Now using maclaurine series

e^ix=1+x+x^2/2!+x^3/3!+....+x^r/r!+...

this can be used to that

e^ix=cos(x)+isin(x)

which means

e^inx=cos(nx)+isin(nx)

this is then used to show that when n=1 x=pi

e^(ipi)=-1

e^(ipi)+1=0

This result has been describe by many as the most beautiful equation in Maths.

"Sniff, It's so... Beatutiful!!!"
:sobs:

It is pretty wonderful.

Oooh... try drawing f(x) = (-1)^x.

It always disturbed me that I couldn't really draw that one properly. Now I see that the plane of my graph paper was simply intersecting a line in a conceptual three dimensional space. Makes sense.

Oooh... try drawing f(x) = (-1)^x.

How do you draw it?

I think he means graphing it on a line.

Yeah, but I don't know how you draw it on a graph. What if you get f(0.5)=(-1)^0.5 How do you draw this?
I is sorry, I doesn't know math too well.

You need to know Euler's relationship (that the OP was talking about) to be able to do it.

What you just asked is a special case;

-1 ^ 0.5 = sqrt-1 = i.

Complex numbers (look 'em up if you don't know what you are, they're very simple really) can be written as a + bi. Alternatively you can write this as |z|*(cosx + isinx), where |z| is the length of the complex number and x is the angle it makes with the horizontal (this should be clear by looking at an Argand diagram). It turns out that (cosx + isinx) can be shown to be equal to e^ix.

If you set x = pi, you get e^ipi = cospi + isinpi = -1.

Therefore you can write f(x) = -1^x = (e^ipi)^x = e^ipix = cospix + isinpix.

Basically this traces out a circle radius 1 in the Argand plane as x increases, so if you plotted this plane against x you would get a helix.

Thought it was pretty.

Basically this traces out a circle radius 1 in the Argand plane as x increases, so if you plotted this plane against x you would get a helix.

Thought it was pretty.
Oh so it's like a 3D graph?
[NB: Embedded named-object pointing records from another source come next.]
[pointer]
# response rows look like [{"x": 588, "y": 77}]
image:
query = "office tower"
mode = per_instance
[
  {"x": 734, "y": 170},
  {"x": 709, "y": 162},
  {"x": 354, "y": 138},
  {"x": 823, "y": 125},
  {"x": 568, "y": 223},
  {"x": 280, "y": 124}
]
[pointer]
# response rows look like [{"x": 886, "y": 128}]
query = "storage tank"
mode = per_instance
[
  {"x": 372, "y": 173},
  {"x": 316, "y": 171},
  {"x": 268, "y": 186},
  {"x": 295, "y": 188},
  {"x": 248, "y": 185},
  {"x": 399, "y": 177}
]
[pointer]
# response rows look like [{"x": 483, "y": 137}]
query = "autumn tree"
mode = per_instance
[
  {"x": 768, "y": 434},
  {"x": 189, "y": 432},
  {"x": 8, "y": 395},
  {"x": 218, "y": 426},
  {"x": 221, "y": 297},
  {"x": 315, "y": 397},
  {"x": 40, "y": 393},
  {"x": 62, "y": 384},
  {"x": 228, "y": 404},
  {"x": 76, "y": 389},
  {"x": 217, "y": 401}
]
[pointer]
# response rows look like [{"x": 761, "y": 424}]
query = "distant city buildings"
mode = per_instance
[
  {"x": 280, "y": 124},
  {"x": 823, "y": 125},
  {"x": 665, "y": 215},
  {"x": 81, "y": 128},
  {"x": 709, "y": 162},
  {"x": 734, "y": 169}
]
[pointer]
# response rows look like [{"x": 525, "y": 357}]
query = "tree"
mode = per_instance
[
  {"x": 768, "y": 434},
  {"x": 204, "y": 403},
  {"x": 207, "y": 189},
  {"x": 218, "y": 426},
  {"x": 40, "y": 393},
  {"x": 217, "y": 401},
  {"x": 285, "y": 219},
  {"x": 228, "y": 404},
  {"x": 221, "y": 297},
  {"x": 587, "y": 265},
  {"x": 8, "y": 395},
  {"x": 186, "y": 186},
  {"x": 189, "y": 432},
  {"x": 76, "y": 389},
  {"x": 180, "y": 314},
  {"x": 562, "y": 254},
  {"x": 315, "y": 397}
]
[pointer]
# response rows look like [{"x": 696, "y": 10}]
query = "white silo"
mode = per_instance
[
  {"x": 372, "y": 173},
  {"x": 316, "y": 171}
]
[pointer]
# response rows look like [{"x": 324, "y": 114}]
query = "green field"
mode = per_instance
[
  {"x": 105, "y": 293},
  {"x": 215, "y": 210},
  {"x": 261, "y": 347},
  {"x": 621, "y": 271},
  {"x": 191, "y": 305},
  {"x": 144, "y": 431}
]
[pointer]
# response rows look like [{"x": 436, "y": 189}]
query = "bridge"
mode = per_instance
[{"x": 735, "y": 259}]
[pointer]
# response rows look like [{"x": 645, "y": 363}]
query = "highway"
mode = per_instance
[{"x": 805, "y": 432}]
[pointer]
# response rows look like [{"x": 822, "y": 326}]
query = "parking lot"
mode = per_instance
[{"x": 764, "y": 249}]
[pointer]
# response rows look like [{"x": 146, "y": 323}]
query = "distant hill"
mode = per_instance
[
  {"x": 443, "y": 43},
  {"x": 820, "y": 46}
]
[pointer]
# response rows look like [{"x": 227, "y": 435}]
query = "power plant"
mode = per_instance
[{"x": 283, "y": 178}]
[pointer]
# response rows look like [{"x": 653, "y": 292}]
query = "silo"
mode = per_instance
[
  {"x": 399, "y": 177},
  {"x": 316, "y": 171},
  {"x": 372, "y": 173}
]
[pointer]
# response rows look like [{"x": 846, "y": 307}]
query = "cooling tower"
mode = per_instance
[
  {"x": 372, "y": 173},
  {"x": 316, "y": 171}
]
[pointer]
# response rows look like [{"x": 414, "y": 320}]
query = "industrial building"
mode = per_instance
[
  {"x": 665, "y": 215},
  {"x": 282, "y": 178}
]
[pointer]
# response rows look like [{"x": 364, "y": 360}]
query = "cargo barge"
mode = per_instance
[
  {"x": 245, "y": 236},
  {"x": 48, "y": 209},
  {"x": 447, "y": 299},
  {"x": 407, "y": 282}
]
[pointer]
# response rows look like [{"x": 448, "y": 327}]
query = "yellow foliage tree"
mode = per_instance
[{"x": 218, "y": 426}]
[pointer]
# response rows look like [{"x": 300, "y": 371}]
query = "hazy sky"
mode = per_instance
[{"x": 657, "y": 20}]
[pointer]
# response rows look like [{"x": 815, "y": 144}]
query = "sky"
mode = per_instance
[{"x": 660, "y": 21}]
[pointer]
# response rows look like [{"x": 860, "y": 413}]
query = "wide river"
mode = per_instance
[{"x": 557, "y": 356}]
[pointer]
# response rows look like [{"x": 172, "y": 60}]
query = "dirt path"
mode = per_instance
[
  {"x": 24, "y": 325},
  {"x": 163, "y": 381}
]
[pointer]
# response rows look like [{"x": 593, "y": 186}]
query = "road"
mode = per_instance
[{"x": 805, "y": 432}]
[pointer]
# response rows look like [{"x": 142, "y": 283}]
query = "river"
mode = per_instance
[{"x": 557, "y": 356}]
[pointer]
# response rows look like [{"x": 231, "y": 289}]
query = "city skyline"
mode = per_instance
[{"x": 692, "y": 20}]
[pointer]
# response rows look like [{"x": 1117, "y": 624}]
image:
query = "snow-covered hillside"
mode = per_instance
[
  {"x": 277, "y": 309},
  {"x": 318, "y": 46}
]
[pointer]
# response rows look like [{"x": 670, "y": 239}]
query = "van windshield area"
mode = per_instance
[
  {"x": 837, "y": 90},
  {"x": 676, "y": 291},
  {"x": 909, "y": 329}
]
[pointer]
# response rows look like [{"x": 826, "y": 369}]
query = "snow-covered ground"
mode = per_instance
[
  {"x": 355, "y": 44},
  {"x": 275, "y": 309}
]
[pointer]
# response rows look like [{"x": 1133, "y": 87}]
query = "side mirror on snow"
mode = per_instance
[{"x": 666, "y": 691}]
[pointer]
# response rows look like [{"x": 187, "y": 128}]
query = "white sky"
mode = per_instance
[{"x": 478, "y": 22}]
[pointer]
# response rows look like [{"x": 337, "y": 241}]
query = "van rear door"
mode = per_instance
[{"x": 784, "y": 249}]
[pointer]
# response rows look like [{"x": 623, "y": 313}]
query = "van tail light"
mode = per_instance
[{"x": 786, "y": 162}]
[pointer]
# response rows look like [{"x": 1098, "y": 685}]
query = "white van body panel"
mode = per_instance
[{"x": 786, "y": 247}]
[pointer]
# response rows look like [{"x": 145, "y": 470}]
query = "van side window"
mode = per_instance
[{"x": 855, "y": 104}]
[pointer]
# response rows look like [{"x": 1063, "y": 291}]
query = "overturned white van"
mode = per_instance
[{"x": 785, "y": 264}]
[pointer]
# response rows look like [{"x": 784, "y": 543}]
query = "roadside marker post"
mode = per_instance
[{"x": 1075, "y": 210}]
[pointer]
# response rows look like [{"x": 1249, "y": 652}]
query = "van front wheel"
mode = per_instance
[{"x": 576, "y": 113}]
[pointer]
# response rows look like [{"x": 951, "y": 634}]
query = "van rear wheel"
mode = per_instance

This is what I didn't get. It never occurred to me to put the complex plane in there too. If I'm understanding this now anyway. Thanks for your explanation.

Yeah; it's neat if you consider how this relates to trying to plot the function in 2D. The only answers you can get normally are integer powers of -1, where even powers are 1 and odd powers are -1. If you visualise the 3D answer, you can see that these few real answers are simply where the graph intersects the plane of the paper.

y= (-1/e)^x is a nice extension. Like a hurricane.

Which program are you using? (Unless you're one of those savants who visualize it all.) It might be smart to get one :P

e^(i*pi) = -1 is my favourite formula! Although it took me a while to get my head round it at first.
Xei: I've never thought about that kind of graph before. I can't really visualise what it would look like...